Basic Strategy Player Analysis
| Card | Best Play | Pays | Prob. Win | Exp. Ret. |
|---|---|---|---|---|
| 2 | H | 1.1 | 0.916667 | 1.008333 |
| 3 | H | 1.2 | 0.833333 | 1.000000 |
| 4 | L | 4 | 0.250000 | 1.000000 |
| 5 | L | 3 | 0.333333 | 1.000000 |
| 6 | QH | 1.5 | 0.583333 | 0.875000 |
| 7 | QE | 1.8 | 0.500000 | 0.900000 |
| 8 | QL | 1.5 | 0.583333 | 0.875000 |
| 9 | H | 3 | 0.333333 | 1.000000 |
| 10 | H | 4 | 0.250000 | 1.000000 |
| J | L | 1.2 | 0.833333 | 1.000000 |
| Q | L | 1.1 | 0.916667 | 1.008333 |
In the preceding table, you will notice that the anticipated returns for the middle cards—6, 7, and 8—are below 100%. Therefore, it's advisable to exit unless it's your initial turn, in which case participation is mandated.
By adhering to the fundamental strategy, the return, expressed as the ratio of the player's projected final winnings to their initial stake, is estimated at 96.07%.

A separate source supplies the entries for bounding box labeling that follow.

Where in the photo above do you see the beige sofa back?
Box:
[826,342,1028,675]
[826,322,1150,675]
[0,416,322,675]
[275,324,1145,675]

This statistic derives from a simulation that concluded when the player decided to quit, faced a loss, increased their initial bet to 100 times the starting amount (to inject realism), or when there were no more cards available to play.
Card Counting
Tracking the number of remaining cards of each rank would not be overly complicated, allowing players to accurately gauge the probabilities for both Higher and Lower outcomes. This enables players to make informed choices on whether to proceed or withdraw.
By following such a card-counting strategy, the estimated return, calculated as the ratio of the player's expected final winnings to their original bet, reaches an impressive 100.36%! Who else provides such advantageous betting opportunities without hurdles?